Publié le , par Juls
mash hopping

Si vous êtes brasseuse ou brasseur de grosses IPA bien juteuses, il y a fort à parier que, comme moi, vous ayez rencontré tout un tas de problèmes. Oxydation, prix du houblon, Hop Burn, Hop Creep…
Sans compter la frustration d’être bien loin derrière les grandes brasseries comme Prizm ou Piggy par exemple. Oui, je sais qu’il ne faut pas se comparer, mais personnellement, je ne peux pas m’en empêcher. Et je sais qu’on est nombreux à faire la même chose 😅.
Mais revenons à notre échelle d’amateurs. Non, nous ne sommes pas des pro. CEPENDANT, il y a une technique qui peut considérablement booster nos aromatiques. En plus d’éviter une bonne partie des problèmes cités plus hauts.
Grace au Mash Hopping, mes IPA sont passés au niveau supérieur. Mes aromatiques ont fait un grand bond en avant, tout en me permettant d’utiliser moins de houblons en Dry Hop.

mash hopping

Si vous faites le lien, moins de houblons en Dry Hop implique une baisse du coût par brassin ainsi qu’un risque fortement limité d’oxydation, Hop Burn et Hop Creep. Mais du coup…

Le Mash Hopping c’est quoi ?!

Le Mash Hopping est une vieille technique de brassage rencontrant un regain de popularité ces dernières années. Historiquement, elle était utilisée dans des styles légers de lagers ou pale ale. Elle servait à délivrer en douceur de subtils et complexes aromes houblonnés sans apporter d’amertume.
Russian River Brewing, éminente brasserie américaine dont on parlera plus tard, utilise cette technique depuis le tout début des années 2000. Elle leur a permis de maximiser les aromes fruités de leurs meilleures IPA. A cette époque cependant, et jusqu’à récemment, ils étaient quasiment les seuls. L’opinion populaire étant que les forts ajouts de houblons en boil, hop stand et dry hop des IPA écrasaient totalement les « subtiles » notes du Mash Hopping.

Mais depuis, des experts comme Scott Janish ou le Dr. Christina Schönberg (Baarthhaas) sont passés par là. Puis les levuriers ont débarqués en boostant la capacité de certaines levures à biotransformer les thiols des houblons.
Aux Etats-Unis, le Mash Hopping a pris beaucoup d’ampleur depuis la fin des années 2010. Les brasseurs de Hazy IPA en sont totalement fan. Elle permet notamment, de booster considérablement les aromes de pamplemousse, fruit de la passion et goyave. Le tout, sans ajouter de particules de matière végétale à la bière finie.

Avant d’aller plus loin, clarifions les notions de biotransformation et de thiols.
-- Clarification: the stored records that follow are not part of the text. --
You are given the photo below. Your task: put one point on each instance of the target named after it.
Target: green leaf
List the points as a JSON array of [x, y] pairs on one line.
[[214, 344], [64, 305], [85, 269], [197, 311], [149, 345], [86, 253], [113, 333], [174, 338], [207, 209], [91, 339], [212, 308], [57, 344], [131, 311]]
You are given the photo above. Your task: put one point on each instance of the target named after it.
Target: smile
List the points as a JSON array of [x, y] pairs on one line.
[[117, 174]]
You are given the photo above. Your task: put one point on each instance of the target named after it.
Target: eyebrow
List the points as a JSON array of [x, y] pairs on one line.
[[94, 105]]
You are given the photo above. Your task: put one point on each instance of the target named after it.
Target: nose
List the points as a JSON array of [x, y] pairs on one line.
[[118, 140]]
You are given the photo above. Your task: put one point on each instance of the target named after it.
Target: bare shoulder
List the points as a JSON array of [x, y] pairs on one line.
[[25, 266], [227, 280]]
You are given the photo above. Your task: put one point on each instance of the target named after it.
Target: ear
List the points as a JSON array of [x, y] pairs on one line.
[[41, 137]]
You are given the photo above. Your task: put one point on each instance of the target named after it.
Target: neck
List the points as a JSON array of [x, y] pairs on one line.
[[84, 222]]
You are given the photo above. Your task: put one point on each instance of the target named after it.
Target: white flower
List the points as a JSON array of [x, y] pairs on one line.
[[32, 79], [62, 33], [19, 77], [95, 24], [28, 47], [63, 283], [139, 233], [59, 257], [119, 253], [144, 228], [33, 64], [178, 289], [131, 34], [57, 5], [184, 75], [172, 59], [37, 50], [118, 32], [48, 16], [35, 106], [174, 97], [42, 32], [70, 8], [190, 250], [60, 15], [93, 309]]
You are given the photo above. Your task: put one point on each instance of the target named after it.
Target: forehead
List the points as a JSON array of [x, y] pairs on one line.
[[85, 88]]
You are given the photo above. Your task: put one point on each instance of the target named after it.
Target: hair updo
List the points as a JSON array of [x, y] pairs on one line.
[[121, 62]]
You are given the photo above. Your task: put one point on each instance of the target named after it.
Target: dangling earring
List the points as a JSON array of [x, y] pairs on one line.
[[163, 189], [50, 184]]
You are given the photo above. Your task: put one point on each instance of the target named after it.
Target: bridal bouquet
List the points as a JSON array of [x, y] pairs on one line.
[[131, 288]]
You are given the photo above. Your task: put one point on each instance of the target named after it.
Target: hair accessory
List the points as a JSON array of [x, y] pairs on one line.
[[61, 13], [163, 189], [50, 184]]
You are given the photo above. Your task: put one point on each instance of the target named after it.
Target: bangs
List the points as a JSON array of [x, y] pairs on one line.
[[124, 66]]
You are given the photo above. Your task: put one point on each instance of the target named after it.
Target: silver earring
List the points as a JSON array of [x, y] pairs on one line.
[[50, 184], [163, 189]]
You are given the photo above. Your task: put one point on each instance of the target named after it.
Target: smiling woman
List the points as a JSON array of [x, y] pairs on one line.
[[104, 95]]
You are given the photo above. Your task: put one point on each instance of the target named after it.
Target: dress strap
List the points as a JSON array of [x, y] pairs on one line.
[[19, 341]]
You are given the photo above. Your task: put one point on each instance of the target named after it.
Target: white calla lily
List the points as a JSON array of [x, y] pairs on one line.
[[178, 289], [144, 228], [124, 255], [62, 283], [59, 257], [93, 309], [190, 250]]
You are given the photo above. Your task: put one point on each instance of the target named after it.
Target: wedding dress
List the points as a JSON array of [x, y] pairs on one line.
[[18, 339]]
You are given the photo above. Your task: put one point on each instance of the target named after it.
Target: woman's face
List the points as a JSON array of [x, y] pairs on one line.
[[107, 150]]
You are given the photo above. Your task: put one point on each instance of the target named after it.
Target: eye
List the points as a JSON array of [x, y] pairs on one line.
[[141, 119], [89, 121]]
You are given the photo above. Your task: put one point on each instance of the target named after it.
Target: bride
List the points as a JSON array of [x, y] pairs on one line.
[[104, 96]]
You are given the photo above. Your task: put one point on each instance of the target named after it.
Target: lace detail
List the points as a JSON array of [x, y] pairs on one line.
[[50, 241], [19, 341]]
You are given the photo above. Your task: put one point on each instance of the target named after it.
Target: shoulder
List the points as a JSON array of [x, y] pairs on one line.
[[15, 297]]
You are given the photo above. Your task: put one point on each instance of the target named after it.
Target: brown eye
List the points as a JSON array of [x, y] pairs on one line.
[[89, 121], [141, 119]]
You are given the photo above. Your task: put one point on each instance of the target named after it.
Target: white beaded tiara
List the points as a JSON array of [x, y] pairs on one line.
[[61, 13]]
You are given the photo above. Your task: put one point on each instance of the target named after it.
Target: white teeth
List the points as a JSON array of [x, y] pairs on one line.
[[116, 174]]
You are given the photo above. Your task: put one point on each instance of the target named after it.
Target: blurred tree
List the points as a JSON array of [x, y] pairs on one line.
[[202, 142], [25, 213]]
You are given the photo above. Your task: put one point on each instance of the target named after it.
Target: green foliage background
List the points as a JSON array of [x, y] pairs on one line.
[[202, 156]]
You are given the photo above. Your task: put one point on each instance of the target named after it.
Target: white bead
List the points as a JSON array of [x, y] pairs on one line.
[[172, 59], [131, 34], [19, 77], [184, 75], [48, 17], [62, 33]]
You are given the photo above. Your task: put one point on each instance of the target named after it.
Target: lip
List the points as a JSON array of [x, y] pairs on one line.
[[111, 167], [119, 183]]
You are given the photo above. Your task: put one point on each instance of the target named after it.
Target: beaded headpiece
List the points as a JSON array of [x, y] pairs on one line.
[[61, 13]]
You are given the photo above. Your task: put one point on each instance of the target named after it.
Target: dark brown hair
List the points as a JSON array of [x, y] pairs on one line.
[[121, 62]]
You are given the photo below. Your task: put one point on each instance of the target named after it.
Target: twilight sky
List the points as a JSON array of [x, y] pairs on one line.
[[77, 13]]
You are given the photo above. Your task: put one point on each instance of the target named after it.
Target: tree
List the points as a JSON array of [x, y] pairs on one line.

Qu’est ce que la Biotransformation ?!

La biotransformation est le processus par lequel les composés du houblon sont transformés en d’autres composés aromatiques. Un exemple connu est la transformation du géraniol en citronellol. On ne va pas entrer dans le détail mais cette transformation donne à la bière des arômes puissants d’agrumes et de fruits sucrés.
Maximiser la biotransformation dans les styles orientés vers les aromes fruités est une technique de brassage populaire depuis de nombreuses années. Il y a une raison qui explique le succès des houblons Citra, Cascade, Columbus ou Chinook. Ils sont très riches en composés recherchés pour la biotransformation.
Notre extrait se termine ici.